Steve Jobs, I Feel Like I Knew You

Image representing Steve Jobs as depicted in C...

Image via CrunchBaseFor the first time I bought an iPhone 4 and I was feeling connected to you. To your genius, creativity, incredible ability and generosity. I don't want you to be dead; could it be another rumor? Somehow I don't think so.

I don’t know why I gasped out loud and felt upset when I saw the news flashing on the internet: “Steve Jobs Has Died” but I did. I knew he was very sick but I and so many others were rooting for him. Even though we didn’t actually know him it felt like we did.

I know it didn’t look great when he stepped down from Apple but I was hoping he could spend some iQuality time with his iFamily. I think our generation and our children’s generation were both connected to him.  Is it because he single-handedly taught us how to connect with others in the world, changed our views on life, phones, people, music and products? It’s like losing a favorite cousin, you know the one, smart, charming, successful; the one who made us all proud and yet kept to himself. He was a very private man.

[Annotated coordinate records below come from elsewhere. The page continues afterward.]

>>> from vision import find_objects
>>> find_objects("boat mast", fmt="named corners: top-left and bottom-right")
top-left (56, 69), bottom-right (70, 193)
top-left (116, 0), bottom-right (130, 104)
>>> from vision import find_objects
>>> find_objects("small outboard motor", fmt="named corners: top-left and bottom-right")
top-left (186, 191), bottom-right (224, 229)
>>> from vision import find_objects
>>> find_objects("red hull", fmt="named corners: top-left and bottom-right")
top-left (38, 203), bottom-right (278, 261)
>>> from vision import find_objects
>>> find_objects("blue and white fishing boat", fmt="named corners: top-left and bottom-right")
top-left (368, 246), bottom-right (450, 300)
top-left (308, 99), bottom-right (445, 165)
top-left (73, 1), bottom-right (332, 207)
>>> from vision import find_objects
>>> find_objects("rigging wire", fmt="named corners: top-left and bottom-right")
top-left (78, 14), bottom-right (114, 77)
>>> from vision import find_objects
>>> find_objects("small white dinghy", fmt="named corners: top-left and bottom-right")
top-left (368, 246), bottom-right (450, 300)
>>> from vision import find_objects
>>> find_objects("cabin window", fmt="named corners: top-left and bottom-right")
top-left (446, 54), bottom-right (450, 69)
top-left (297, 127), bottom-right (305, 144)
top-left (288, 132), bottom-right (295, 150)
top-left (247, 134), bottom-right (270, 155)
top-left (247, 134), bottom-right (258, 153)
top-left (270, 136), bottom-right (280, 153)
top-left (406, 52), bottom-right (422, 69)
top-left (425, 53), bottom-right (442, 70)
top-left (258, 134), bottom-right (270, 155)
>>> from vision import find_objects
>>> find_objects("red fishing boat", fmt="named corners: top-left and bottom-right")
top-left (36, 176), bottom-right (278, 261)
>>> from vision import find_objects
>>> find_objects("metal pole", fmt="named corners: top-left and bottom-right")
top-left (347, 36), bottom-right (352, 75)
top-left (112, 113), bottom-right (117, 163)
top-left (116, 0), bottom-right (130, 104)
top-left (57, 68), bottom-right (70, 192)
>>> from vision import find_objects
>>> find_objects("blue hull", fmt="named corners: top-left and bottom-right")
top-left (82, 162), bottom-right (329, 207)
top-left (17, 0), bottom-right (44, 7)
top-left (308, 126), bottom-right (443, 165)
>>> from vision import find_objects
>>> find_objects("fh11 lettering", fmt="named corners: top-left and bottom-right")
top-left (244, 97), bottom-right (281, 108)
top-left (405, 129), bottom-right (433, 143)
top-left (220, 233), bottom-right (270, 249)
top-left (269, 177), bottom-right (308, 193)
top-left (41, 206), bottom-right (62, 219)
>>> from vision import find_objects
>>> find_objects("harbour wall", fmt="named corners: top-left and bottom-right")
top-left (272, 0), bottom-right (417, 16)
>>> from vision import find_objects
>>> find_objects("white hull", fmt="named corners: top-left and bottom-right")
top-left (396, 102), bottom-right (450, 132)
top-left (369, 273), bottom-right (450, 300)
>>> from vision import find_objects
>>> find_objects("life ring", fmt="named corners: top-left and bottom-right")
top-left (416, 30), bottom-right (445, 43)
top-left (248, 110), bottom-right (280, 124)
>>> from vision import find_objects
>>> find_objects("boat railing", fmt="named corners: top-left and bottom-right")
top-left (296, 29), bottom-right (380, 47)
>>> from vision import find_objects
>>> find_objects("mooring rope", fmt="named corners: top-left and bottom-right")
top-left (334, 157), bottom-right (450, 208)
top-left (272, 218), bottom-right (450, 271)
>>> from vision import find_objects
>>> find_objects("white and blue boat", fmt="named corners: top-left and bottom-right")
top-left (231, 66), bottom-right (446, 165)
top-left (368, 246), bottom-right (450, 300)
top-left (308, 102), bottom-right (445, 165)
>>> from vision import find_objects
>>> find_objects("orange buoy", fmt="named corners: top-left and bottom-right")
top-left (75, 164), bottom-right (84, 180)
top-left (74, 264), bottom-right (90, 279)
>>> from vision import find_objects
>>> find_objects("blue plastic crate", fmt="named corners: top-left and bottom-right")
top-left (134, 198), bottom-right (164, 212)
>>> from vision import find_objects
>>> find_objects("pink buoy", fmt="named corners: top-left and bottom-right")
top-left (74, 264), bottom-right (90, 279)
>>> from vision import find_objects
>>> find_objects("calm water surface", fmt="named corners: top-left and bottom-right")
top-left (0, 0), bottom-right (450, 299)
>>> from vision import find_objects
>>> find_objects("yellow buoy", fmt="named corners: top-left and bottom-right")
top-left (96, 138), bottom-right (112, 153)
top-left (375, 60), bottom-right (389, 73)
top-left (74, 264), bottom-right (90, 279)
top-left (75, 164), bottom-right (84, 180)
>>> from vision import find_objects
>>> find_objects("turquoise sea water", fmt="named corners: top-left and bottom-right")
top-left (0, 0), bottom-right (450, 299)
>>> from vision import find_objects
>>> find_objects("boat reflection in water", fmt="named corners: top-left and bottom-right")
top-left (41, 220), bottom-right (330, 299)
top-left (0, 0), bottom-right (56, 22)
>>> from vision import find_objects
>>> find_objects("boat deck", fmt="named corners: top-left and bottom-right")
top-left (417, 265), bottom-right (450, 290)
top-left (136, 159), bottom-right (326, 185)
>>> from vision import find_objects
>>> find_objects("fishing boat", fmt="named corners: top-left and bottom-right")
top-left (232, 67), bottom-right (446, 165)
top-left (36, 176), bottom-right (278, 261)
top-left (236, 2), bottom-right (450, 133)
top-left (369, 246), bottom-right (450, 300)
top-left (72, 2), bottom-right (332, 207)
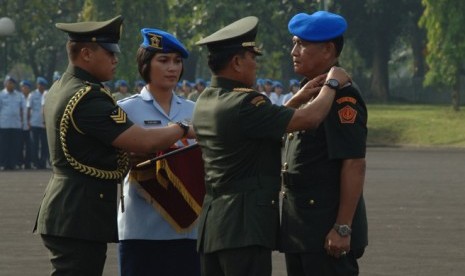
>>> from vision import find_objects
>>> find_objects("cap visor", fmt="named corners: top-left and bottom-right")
top-left (99, 42), bottom-right (121, 53)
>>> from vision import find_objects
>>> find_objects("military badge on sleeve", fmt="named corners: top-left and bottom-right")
top-left (250, 96), bottom-right (265, 106)
top-left (338, 105), bottom-right (357, 124)
top-left (110, 106), bottom-right (127, 124)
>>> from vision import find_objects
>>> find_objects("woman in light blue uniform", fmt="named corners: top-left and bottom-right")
top-left (118, 28), bottom-right (199, 276)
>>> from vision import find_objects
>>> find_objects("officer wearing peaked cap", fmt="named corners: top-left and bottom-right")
top-left (193, 16), bottom-right (348, 276)
top-left (280, 11), bottom-right (368, 276)
top-left (35, 16), bottom-right (193, 275)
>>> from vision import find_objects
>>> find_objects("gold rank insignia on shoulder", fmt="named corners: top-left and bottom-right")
top-left (250, 96), bottom-right (266, 106)
top-left (233, 87), bottom-right (255, 93)
top-left (110, 106), bottom-right (127, 124)
top-left (337, 105), bottom-right (357, 124)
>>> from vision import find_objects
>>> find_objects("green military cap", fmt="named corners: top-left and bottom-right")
top-left (55, 15), bottom-right (123, 53)
top-left (195, 16), bottom-right (262, 55)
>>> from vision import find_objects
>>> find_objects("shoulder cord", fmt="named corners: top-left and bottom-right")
top-left (60, 85), bottom-right (129, 180)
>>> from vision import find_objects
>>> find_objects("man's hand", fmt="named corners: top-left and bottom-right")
top-left (326, 66), bottom-right (352, 88)
top-left (325, 226), bottom-right (350, 258)
top-left (286, 74), bottom-right (326, 108)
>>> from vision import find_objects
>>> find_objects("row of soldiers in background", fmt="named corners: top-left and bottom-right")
top-left (0, 76), bottom-right (49, 170)
top-left (106, 78), bottom-right (299, 105)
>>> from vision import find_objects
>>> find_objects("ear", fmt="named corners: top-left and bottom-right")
top-left (324, 42), bottom-right (336, 58)
top-left (80, 47), bottom-right (92, 62)
top-left (231, 55), bottom-right (242, 72)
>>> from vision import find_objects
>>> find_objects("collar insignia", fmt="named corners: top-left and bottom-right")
top-left (110, 107), bottom-right (127, 124)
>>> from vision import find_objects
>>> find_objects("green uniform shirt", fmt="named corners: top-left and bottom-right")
top-left (36, 65), bottom-right (132, 242)
top-left (193, 77), bottom-right (294, 253)
top-left (280, 81), bottom-right (367, 253)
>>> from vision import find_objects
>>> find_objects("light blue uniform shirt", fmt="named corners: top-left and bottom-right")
top-left (27, 89), bottom-right (45, 127)
top-left (0, 89), bottom-right (25, 129)
top-left (118, 87), bottom-right (197, 240)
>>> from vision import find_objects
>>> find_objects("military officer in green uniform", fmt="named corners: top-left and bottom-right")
top-left (193, 16), bottom-right (349, 276)
top-left (35, 16), bottom-right (193, 276)
top-left (280, 11), bottom-right (367, 276)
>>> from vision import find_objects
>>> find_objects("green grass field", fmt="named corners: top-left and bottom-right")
top-left (367, 104), bottom-right (465, 147)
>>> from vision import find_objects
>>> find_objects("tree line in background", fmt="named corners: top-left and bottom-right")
top-left (0, 0), bottom-right (465, 110)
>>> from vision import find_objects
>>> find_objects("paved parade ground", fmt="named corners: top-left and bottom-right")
top-left (0, 147), bottom-right (465, 276)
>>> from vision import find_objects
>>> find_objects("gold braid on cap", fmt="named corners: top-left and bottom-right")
top-left (60, 83), bottom-right (129, 180)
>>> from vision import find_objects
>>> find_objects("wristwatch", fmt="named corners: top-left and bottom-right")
top-left (325, 79), bottom-right (339, 91)
top-left (176, 121), bottom-right (189, 137)
top-left (333, 223), bottom-right (352, 237)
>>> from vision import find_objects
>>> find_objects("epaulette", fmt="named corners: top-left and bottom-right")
top-left (233, 87), bottom-right (255, 93)
top-left (118, 94), bottom-right (140, 102)
top-left (60, 82), bottom-right (129, 180)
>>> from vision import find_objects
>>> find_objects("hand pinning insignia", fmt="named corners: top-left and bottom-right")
top-left (250, 96), bottom-right (265, 106)
top-left (110, 107), bottom-right (127, 124)
top-left (338, 105), bottom-right (357, 124)
top-left (233, 87), bottom-right (254, 93)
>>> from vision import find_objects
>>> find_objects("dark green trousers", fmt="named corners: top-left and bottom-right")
top-left (41, 235), bottom-right (107, 276)
top-left (200, 246), bottom-right (271, 276)
top-left (285, 250), bottom-right (363, 276)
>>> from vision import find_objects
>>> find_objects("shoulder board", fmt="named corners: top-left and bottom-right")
top-left (118, 94), bottom-right (139, 102)
top-left (233, 87), bottom-right (255, 93)
top-left (85, 81), bottom-right (102, 91)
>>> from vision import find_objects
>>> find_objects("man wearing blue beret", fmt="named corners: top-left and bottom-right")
top-left (192, 16), bottom-right (350, 276)
top-left (280, 11), bottom-right (368, 276)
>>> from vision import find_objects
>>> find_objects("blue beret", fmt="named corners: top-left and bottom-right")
top-left (140, 28), bottom-right (189, 58)
top-left (115, 80), bottom-right (128, 87)
top-left (288, 11), bottom-right (347, 42)
top-left (3, 75), bottom-right (16, 84)
top-left (53, 71), bottom-right (61, 81)
top-left (195, 78), bottom-right (205, 86)
top-left (134, 80), bottom-right (145, 86)
top-left (36, 77), bottom-right (48, 86)
top-left (273, 81), bottom-right (284, 88)
top-left (19, 80), bottom-right (32, 88)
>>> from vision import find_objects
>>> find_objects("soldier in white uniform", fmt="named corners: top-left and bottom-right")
top-left (118, 28), bottom-right (198, 276)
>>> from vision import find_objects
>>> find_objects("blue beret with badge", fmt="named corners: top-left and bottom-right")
top-left (288, 11), bottom-right (347, 42)
top-left (115, 80), bottom-right (128, 87)
top-left (55, 15), bottom-right (123, 53)
top-left (140, 28), bottom-right (189, 58)
top-left (36, 77), bottom-right (48, 86)
top-left (3, 75), bottom-right (16, 84)
top-left (19, 80), bottom-right (32, 88)
top-left (273, 81), bottom-right (284, 88)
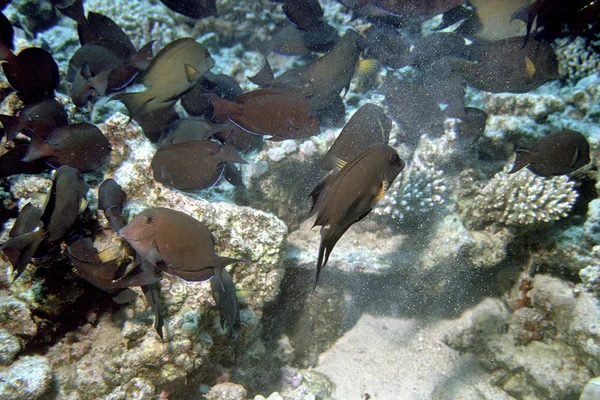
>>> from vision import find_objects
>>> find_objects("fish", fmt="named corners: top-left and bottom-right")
top-left (98, 179), bottom-right (125, 232)
top-left (0, 99), bottom-right (68, 142)
top-left (320, 103), bottom-right (392, 170)
top-left (112, 38), bottom-right (215, 119)
top-left (382, 78), bottom-right (445, 146)
top-left (23, 122), bottom-right (111, 172)
top-left (206, 89), bottom-right (320, 141)
top-left (508, 130), bottom-right (590, 177)
top-left (151, 140), bottom-right (245, 192)
top-left (454, 37), bottom-right (559, 93)
top-left (2, 47), bottom-right (60, 104)
top-left (249, 30), bottom-right (360, 117)
top-left (160, 0), bottom-right (217, 19)
top-left (308, 144), bottom-right (405, 291)
top-left (119, 207), bottom-right (243, 281)
top-left (0, 166), bottom-right (87, 281)
top-left (354, 0), bottom-right (463, 17)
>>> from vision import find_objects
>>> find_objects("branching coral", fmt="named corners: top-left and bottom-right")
top-left (468, 167), bottom-right (578, 225)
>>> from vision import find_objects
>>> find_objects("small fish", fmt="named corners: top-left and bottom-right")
top-left (23, 122), bottom-right (111, 172)
top-left (152, 140), bottom-right (245, 192)
top-left (0, 99), bottom-right (68, 142)
top-left (160, 0), bottom-right (217, 19)
top-left (119, 208), bottom-right (242, 281)
top-left (320, 103), bottom-right (392, 170)
top-left (508, 131), bottom-right (590, 177)
top-left (208, 89), bottom-right (320, 141)
top-left (309, 144), bottom-right (405, 291)
top-left (112, 38), bottom-right (215, 119)
top-left (98, 179), bottom-right (125, 232)
top-left (2, 47), bottom-right (60, 104)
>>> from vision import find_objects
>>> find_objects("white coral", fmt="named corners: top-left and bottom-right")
top-left (470, 167), bottom-right (578, 225)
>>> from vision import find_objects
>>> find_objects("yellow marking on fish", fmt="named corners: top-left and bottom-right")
top-left (371, 181), bottom-right (390, 208)
top-left (333, 157), bottom-right (347, 171)
top-left (356, 60), bottom-right (377, 76)
top-left (525, 57), bottom-right (535, 79)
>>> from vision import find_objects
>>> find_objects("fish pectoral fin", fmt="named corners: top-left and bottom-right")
top-left (569, 149), bottom-right (579, 168)
top-left (333, 157), bottom-right (347, 171)
top-left (525, 57), bottom-right (536, 79)
top-left (371, 181), bottom-right (390, 208)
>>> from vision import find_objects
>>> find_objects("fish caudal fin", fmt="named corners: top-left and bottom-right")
top-left (507, 150), bottom-right (531, 174)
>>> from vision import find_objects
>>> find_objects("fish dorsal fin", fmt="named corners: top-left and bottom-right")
top-left (525, 57), bottom-right (536, 79)
top-left (569, 149), bottom-right (579, 168)
top-left (184, 64), bottom-right (198, 82)
top-left (371, 181), bottom-right (390, 208)
top-left (333, 157), bottom-right (348, 171)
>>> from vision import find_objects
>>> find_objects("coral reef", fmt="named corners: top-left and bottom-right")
top-left (466, 167), bottom-right (578, 226)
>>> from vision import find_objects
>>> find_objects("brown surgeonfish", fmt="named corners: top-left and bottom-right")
top-left (309, 144), bottom-right (405, 290)
top-left (113, 38), bottom-right (215, 119)
top-left (23, 122), bottom-right (111, 172)
top-left (250, 30), bottom-right (360, 118)
top-left (508, 131), bottom-right (590, 176)
top-left (0, 99), bottom-right (68, 142)
top-left (119, 208), bottom-right (242, 281)
top-left (320, 103), bottom-right (392, 170)
top-left (152, 140), bottom-right (245, 192)
top-left (207, 89), bottom-right (320, 141)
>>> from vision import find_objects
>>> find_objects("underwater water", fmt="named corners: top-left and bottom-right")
top-left (0, 0), bottom-right (600, 400)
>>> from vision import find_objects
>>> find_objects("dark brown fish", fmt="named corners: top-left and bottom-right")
top-left (152, 140), bottom-right (245, 192)
top-left (458, 37), bottom-right (559, 93)
top-left (23, 122), bottom-right (110, 172)
top-left (382, 79), bottom-right (445, 145)
top-left (0, 99), bottom-right (68, 142)
top-left (2, 47), bottom-right (59, 104)
top-left (160, 0), bottom-right (217, 19)
top-left (119, 208), bottom-right (241, 281)
top-left (98, 179), bottom-right (125, 232)
top-left (321, 103), bottom-right (392, 170)
top-left (250, 30), bottom-right (360, 116)
top-left (309, 144), bottom-right (404, 288)
top-left (508, 131), bottom-right (590, 176)
top-left (354, 0), bottom-right (463, 17)
top-left (41, 165), bottom-right (88, 244)
top-left (113, 38), bottom-right (215, 119)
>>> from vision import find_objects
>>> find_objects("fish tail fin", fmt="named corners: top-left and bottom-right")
top-left (56, 0), bottom-right (87, 25)
top-left (128, 40), bottom-right (155, 71)
top-left (0, 114), bottom-right (22, 142)
top-left (22, 128), bottom-right (53, 162)
top-left (507, 150), bottom-right (531, 175)
top-left (248, 57), bottom-right (275, 86)
top-left (1, 229), bottom-right (46, 282)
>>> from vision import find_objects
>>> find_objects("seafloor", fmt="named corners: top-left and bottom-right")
top-left (0, 0), bottom-right (600, 400)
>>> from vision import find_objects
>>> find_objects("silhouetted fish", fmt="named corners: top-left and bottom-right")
top-left (113, 38), bottom-right (215, 120)
top-left (382, 79), bottom-right (444, 145)
top-left (152, 140), bottom-right (245, 192)
top-left (454, 37), bottom-right (559, 93)
top-left (160, 0), bottom-right (217, 19)
top-left (119, 208), bottom-right (241, 281)
top-left (208, 89), bottom-right (320, 140)
top-left (309, 144), bottom-right (404, 288)
top-left (98, 179), bottom-right (125, 232)
top-left (0, 99), bottom-right (68, 142)
top-left (250, 30), bottom-right (360, 118)
top-left (23, 122), bottom-right (110, 172)
top-left (321, 103), bottom-right (392, 170)
top-left (508, 131), bottom-right (590, 176)
top-left (2, 47), bottom-right (59, 104)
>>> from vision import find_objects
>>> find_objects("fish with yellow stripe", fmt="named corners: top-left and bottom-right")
top-left (309, 143), bottom-right (405, 290)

Doesn’t this go to show us that money really means nothing in this world without health? I’m sure Steve Jobs and his family could afford the best doctors in the world but they couldn’t keep him alive longer than his frail body would let him. This is a great loss to his family, to his family at Apple and to those of us who  were fans of his sheer genius.

I don’t know why I feel a personal loss, it has nothing to do with computers or iPhones or iPads I assure you. I guess it is because Steve Jobs was the wunderkind of our generation and we looked at him with awe and respect. Steve Jobs’ face is as recognizable as the Apple symbol itself.

We live in a painful world, it seems to get harder every day. To his family: I am so sorry for your loss and to our generation: I am so sorry, we lost an icon; an incredibly smart, forthright thinker; a person ahead of our time.  A genius who died long before he should have. Steve Jobs, a superstar, our very own hero in the technological communications world and one who connected us all together.

Rest In Peace, better yet Rest In iPeace.